The following code block demonstrates accessing the Yahoo Finance API to retrieve a stock quote. After displaying the price and market time in [ISO-8601 format](https://en.wikipedia.org/wiki/ISO_8601), the code block prints the complete JSON response.

In [None]:
import json
import datetime
from urllib.request import urlopen
    
stockSymbol = "BAC"
url = "https://query1.finance.yahoo.com/v7/finance/quote?symbols={}".format(stockSymbol)
try:
    response = urlopen(url)
    contents = response.read()
    data = json.loads(contents)
    
    dt = datetime.datetime.utcfromtimestamp(data["quoteResponse"]["result"][0]["regularMarketTime"])

    print("{:s} latest market price: ${:0.2f} at {:s}".format(data["quoteResponse"]["result"][0]["symbol"],
                                                       data["quoteResponse"]["result"][0]["regularMarketPrice"],
                                                       dt.isoformat()))
    
    print(json.dumps(data, sort_keys=True, indent=4))
except BaseException as err:
    print("Unexpected {}, {}".format(err,type(err)))

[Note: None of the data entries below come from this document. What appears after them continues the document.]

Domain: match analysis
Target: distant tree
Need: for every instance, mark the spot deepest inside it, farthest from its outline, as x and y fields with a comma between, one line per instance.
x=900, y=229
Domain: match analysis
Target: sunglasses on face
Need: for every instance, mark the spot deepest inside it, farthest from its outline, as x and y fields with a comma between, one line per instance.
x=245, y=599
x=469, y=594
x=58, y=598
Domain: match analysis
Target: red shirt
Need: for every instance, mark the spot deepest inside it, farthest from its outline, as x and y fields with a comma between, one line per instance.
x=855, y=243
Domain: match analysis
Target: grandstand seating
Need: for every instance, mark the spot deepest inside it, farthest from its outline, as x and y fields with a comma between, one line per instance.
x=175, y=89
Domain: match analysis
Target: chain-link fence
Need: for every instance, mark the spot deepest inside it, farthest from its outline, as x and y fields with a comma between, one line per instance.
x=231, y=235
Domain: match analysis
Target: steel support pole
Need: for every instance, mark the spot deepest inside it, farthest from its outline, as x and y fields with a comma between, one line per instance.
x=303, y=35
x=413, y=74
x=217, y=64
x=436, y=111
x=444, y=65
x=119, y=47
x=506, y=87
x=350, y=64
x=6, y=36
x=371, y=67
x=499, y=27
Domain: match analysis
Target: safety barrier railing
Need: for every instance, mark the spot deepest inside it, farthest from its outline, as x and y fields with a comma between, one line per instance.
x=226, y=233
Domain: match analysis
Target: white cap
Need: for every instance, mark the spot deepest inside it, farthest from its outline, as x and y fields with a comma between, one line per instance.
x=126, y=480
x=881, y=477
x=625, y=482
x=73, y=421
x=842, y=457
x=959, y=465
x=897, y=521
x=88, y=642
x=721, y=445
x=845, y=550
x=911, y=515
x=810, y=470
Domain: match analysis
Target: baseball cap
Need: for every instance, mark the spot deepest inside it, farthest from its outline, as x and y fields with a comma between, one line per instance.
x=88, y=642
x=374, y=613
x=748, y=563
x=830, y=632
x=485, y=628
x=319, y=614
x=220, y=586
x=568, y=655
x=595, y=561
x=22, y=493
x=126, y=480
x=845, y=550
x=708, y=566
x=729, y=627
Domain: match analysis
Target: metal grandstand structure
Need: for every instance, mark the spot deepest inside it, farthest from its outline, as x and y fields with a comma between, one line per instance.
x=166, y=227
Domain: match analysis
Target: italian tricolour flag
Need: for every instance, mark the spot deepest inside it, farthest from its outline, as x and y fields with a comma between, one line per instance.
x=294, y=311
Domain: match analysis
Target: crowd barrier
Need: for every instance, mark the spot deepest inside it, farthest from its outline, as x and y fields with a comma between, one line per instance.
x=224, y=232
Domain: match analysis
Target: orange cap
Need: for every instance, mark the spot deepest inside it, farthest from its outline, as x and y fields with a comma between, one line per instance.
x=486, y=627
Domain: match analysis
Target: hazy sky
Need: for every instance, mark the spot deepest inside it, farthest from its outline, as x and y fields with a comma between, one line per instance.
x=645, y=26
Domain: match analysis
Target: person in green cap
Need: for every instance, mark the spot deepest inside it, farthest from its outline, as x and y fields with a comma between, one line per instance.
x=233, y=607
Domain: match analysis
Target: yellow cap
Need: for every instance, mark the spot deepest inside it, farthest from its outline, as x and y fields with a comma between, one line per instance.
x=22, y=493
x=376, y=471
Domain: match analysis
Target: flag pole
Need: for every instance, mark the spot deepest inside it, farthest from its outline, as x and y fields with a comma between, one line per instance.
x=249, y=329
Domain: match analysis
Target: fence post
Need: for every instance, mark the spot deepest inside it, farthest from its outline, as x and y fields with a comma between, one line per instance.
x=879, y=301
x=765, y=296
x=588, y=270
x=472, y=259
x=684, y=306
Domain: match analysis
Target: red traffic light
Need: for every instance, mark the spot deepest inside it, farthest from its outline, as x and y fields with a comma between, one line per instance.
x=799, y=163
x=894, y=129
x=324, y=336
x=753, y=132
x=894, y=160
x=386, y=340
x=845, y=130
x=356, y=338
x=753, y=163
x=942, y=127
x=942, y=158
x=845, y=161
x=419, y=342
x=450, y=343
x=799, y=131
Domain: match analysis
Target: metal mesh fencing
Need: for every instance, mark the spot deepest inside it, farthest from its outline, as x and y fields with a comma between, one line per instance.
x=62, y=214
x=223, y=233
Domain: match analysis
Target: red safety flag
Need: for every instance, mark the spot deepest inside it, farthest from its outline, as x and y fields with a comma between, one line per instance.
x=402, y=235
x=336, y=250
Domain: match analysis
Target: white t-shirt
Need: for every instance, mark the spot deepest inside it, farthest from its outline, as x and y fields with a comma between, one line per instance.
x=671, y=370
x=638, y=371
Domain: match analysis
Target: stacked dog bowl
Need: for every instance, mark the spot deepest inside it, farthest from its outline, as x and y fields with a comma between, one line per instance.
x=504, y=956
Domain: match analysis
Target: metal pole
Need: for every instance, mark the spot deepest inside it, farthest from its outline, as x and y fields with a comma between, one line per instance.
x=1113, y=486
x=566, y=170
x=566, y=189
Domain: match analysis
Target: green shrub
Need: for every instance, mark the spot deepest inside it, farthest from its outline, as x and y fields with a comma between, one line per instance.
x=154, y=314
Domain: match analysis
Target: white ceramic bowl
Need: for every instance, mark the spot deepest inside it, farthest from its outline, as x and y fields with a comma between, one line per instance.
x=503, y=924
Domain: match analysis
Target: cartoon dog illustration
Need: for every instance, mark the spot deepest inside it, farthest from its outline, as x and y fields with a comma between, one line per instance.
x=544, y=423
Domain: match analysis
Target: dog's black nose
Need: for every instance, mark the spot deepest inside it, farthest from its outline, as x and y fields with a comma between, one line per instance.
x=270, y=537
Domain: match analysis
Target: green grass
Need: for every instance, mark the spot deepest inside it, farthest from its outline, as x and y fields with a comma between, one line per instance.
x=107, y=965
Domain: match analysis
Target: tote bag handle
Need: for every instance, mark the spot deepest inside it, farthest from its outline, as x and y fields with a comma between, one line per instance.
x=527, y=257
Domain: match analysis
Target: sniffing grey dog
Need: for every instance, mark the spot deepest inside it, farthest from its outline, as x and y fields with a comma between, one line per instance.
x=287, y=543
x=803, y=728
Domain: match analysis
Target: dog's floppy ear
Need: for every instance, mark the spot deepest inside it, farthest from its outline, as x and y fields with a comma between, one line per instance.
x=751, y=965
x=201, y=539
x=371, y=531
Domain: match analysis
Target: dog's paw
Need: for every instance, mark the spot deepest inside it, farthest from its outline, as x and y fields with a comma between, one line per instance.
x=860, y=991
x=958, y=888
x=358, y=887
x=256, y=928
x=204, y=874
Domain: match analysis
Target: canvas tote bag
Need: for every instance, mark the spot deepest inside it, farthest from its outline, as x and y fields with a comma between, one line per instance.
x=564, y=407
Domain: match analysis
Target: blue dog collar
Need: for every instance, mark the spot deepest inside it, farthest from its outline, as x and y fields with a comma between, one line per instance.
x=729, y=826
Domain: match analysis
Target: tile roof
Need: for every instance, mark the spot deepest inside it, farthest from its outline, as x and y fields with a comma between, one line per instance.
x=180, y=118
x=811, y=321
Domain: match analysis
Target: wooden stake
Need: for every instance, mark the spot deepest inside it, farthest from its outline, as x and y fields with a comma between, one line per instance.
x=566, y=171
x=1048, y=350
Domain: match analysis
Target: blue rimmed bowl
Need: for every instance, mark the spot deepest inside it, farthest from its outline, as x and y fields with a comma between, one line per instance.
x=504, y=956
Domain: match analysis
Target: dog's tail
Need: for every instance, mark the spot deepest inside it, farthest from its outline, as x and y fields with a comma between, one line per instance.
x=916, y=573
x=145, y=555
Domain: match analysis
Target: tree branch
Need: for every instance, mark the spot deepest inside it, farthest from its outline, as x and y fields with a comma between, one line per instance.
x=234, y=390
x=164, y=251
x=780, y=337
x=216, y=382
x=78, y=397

Several developers have also written APIs to access stock market data from Yahoo.  These APIs provide a more abstract view of the data:
- https://github.com/ranaroussi/yfinance
- https://github.com/dpguthrie/yahooquery
    
Several alternative API providers exist for market data as well: 
- https://www.alphavantage.co/
- https://polygon.io/
- https://finnhub.io/pricing
- and more ...

Developers will regularly encounter this type of a task - researching how best to access specific data. Many trade-offs and risks exist.

## Exercise
1. Flatten the contents of the following list into a file. The file's first row should be the column headers separated by tabs. Each row is a record. Separate fields by tabs; separate records by newlines. Assume each record has the same format. The order of columns does not matter. For nested fields, you prefix the column name with the parent field name (e.g., zipCode is address.zipCode) in the column header.
<pre>
entries='''
[
{
    "name": "Bruce Wayne",
    "address": {
        "street": "101 Wayne Manor Drive",
        "city": "Gotham",
        "state": "NJ",
        "zipCode": "12345-6789"
    },
	"occupation": "CEO",
	"alias": "Batman",
	"phone": "212-234-5544"
},
{
    "name": "Clark Kent",
    "address": {
        "street": "154 5th Avenue",
        "city": "New York City",
        "state": "NY",
        "zipCode": "1221-6789"
    },
	"occupation": "Reporter",
	"alias": "Superman",
	"phone": "212-359-4444"
}
]
'''
</pre>
Expected output:
<pre>
name\taddress.street\taddress.city\taddress.state\taddress.zipCode\toccupation\talias\tphone
Bruce Wayne\t101 Wayne Manor Drive\tGotham\tNJ\t12345-6789\tCEO\tBatman\t212-234-5544
Clark Kent\t154 5th Avenue\tNew York City\tNY\t1221-6789\tReporter\tSuperman\t212-359-4444
</pre>
Hints:
You must recursively traverse the JSON structure (the dictionary with Python) to figure out the columns.
Then using those columns, recursive access data elements.  You can test for types with <code>type(<i>var_name</i>) is <i>type_name</i></code>.